George Monbiot has a scary article in the Guardian detailing the latest stage in Britain's slow transformation into a police state. The government over there is in the middle of passing a "serious organised crime and police bill", and while much attention has focused on its clause barring racial incitement (obviously a tool of organised crime), another part seems to have passed almost entirely without comment:
Section 121 of the bill prohibits people from "pursuing a course of conduct which involves harassment of two or more persons" in order "to persuade any person ... not to do something that he is entitled or required to do, or to do something that he is not under any obligation to do". Harassment, the bill explains, can involve "conduct on at least one occasion", "in relation to two or more persons". In other words, you need only approach someone once to be considered to be harassing them, as long as you have also approached someone else in the same manner.
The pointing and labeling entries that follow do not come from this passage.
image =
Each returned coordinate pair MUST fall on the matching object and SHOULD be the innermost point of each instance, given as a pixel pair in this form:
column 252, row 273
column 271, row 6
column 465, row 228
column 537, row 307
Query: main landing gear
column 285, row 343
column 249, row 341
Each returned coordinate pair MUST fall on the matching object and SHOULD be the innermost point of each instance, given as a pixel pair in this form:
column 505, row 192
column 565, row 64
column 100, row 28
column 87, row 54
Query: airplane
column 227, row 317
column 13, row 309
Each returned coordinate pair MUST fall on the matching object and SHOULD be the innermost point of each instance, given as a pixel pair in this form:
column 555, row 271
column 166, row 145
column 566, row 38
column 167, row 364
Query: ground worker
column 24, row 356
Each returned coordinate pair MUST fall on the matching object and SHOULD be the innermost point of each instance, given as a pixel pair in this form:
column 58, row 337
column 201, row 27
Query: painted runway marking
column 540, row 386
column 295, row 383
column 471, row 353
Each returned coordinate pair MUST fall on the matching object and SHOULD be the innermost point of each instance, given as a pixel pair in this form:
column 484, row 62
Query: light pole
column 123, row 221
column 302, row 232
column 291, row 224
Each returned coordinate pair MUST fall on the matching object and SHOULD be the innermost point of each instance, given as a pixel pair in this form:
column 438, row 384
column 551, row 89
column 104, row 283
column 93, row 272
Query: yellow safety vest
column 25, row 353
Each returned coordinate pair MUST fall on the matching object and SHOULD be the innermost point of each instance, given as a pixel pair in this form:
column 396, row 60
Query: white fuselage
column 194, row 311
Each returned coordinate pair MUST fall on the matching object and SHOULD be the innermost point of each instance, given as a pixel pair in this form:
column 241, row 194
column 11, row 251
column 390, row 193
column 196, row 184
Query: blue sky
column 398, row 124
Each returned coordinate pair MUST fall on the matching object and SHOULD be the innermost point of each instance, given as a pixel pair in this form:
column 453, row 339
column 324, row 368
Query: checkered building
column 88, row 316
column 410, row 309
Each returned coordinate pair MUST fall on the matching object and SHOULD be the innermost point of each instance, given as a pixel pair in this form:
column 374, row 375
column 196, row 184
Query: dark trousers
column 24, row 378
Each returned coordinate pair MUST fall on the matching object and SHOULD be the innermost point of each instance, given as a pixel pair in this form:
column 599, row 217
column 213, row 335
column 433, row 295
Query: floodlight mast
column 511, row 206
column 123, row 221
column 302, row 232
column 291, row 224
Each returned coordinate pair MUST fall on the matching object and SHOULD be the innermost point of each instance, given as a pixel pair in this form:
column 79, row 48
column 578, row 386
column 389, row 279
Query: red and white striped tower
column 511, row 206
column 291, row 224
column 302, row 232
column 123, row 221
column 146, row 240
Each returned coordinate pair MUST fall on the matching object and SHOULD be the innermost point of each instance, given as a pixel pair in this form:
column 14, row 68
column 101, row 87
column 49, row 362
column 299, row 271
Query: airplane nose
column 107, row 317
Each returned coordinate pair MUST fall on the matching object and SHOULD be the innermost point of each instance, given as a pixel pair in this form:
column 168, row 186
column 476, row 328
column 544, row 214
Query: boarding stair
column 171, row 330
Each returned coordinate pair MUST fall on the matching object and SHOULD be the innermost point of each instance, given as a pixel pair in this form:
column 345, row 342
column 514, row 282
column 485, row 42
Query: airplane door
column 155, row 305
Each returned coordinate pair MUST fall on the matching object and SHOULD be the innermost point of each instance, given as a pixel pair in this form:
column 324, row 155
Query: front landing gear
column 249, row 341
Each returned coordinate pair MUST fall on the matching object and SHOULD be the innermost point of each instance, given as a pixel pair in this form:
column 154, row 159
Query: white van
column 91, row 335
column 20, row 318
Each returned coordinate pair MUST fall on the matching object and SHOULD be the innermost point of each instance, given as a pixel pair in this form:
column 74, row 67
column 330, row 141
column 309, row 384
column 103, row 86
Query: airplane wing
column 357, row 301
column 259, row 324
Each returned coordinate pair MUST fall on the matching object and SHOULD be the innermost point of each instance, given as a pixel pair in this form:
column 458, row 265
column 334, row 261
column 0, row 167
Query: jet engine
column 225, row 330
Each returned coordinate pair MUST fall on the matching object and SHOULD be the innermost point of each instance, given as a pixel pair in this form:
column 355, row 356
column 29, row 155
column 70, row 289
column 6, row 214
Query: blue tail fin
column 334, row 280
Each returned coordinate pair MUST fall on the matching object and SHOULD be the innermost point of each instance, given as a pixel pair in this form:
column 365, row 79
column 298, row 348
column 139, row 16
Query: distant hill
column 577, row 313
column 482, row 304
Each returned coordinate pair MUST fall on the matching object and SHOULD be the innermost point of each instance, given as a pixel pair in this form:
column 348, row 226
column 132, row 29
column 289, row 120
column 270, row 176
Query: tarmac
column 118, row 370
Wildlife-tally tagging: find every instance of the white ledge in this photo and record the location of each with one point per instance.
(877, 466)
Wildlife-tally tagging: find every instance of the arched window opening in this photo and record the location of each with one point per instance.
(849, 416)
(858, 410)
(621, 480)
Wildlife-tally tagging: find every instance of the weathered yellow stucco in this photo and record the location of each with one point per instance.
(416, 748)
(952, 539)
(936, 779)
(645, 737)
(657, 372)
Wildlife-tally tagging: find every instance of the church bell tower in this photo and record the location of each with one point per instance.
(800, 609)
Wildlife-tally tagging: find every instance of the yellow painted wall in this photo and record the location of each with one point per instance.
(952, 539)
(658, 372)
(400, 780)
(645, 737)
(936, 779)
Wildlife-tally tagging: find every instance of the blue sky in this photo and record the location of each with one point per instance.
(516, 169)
This effectively outlaws a whole swathe of political and commercial activity which is presently entirely legal. Monbiot focuses on its ability to be used against protestors handing out leaflets, but you will notice that the law is entirely blind as to content or context - so anyone handing out flyers for any purpose whatsoever (say, selling pizza - unless there's a legal obligation to buy it, of course) will be a criminal and liable for a fine and a jail term. As will anyone engaged in distributing junk mail, telemarketing, or canvassing for votes during an election.
In fact, as they are based precisely on attempting to persuade people to do things they are not obliged to do, this law will effectively outlaw the entire sales, marketing, and lobbying industries. Of course, the government assures people that the law will not be used against "legitimate protestors" - but it said exactly the same thing when passing the 1997 Protection from Harassment Act and the 2000 Terrorism Act, both of which have subsequently been used to suppress protests. But I think we can be fairly certain that the law will not be used against any of the examples I have given above. Instead, it will be used in a partial and inconsistent fashion, as yet another weapon of those with power against those without. And trying to persuade people that it should be applied consistently or not at all will technically be a crime.